Bande à part Review

Bande à part
Bored with life and besotted with pop culture, English language students Arthur and Franz compete for the affections of Odile, a naive classmate who has tipped them off about a stash of cash at her aunt's suburban home.

by David Parkinson |
Published on
Release Date:

05 Aug 1964

Running Time:

95 minutes



Original Title:

Bande à part

The NFT launches its exhaustive retrospective of Jean-Luc Godard's ever-controversial, but never conventional, canon with this new print of his seventh feature. It's a curious choice, as its fame rests largely in prompting Tarantino to call his production company Band Apart. But this pastiche of the Hollywood crime thriller is as entertaining as it's inventive and, while not a patch on Francois Truffaut's Shoot The Piano Player, it is one of the most fascinating films of the late-New Wave.

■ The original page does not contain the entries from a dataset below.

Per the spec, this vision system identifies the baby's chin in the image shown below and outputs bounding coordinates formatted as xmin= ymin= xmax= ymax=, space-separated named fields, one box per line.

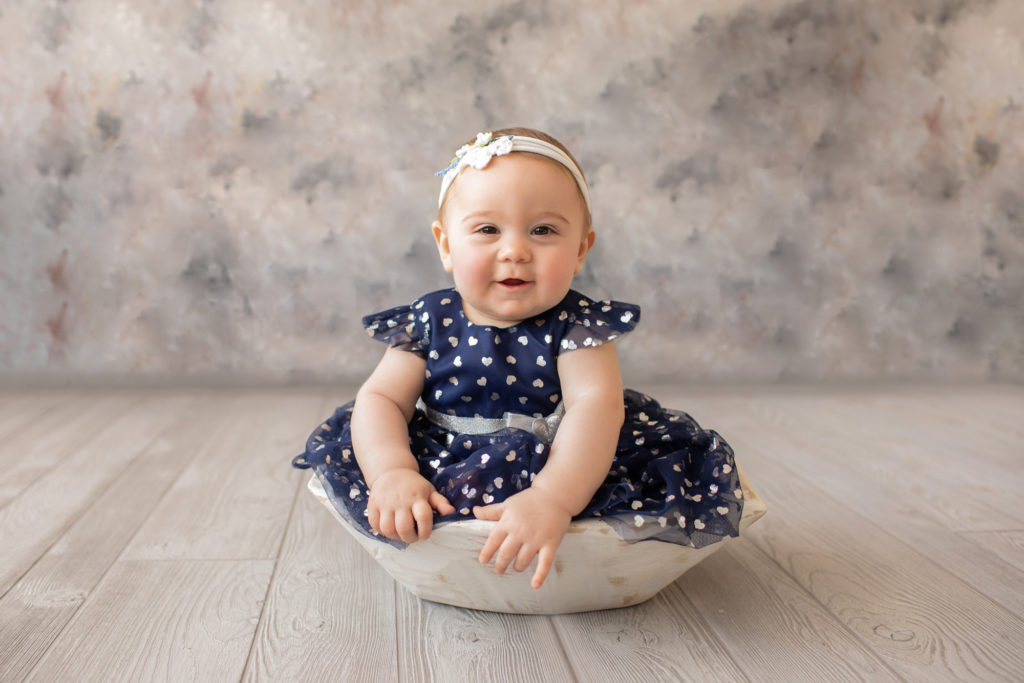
xmin=460 ymin=300 xmax=546 ymax=328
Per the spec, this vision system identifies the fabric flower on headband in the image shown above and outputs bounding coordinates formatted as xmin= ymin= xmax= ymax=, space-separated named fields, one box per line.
xmin=435 ymin=132 xmax=514 ymax=178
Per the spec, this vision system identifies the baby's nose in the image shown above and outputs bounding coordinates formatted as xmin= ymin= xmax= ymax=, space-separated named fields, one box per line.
xmin=498 ymin=235 xmax=531 ymax=262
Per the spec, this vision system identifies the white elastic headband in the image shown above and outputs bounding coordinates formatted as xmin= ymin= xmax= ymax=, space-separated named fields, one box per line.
xmin=436 ymin=132 xmax=591 ymax=213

Loosely based on Dolores and Bert Hitchens' pulp novel, Fool's Gold, this is far from a standard adaptation. Godard is more interested in such intangibles as youth, sexual attraction, boredom, the Americanisation of France and the unique atmosphere of Paris to bother with trivialities like narrative. But his main preoccupation is the untapped potential of cinema. All the stylistic gimmickry that characterised the Nouvelle Vague is present and correct. But rather than just extolling the virtues of film, he actively denounces its artistic cousins, which, while visually striking, lack cinema's energy and freedom. It's all about action and its presentation in a vibrant and original way.

Godard is so smitten with all things cinematic that he constantly draws your attention to them. In amidst the countless references to the Hollywood B movie, he toys with narrative conventions (inserting such asides as the cafe dance sequence), technology (removing background sound during the minute's silence), screen grammar (cutting according to the rhythms of Michel Legrand's score rather than the usual dramatic cues) and the proscenium illusion (using the film's noir voiceover to announce details of a colour "[Cinema]scope sequel"). Ultimately, this is Godard-lite. But it still contains more ideas than most directors can summon in a lifetime.

Less audacious than A Bout de Souffle, this is, however, one of Godard's most accessible pictures. A good place to learn how much of a debt modern cinema owes him.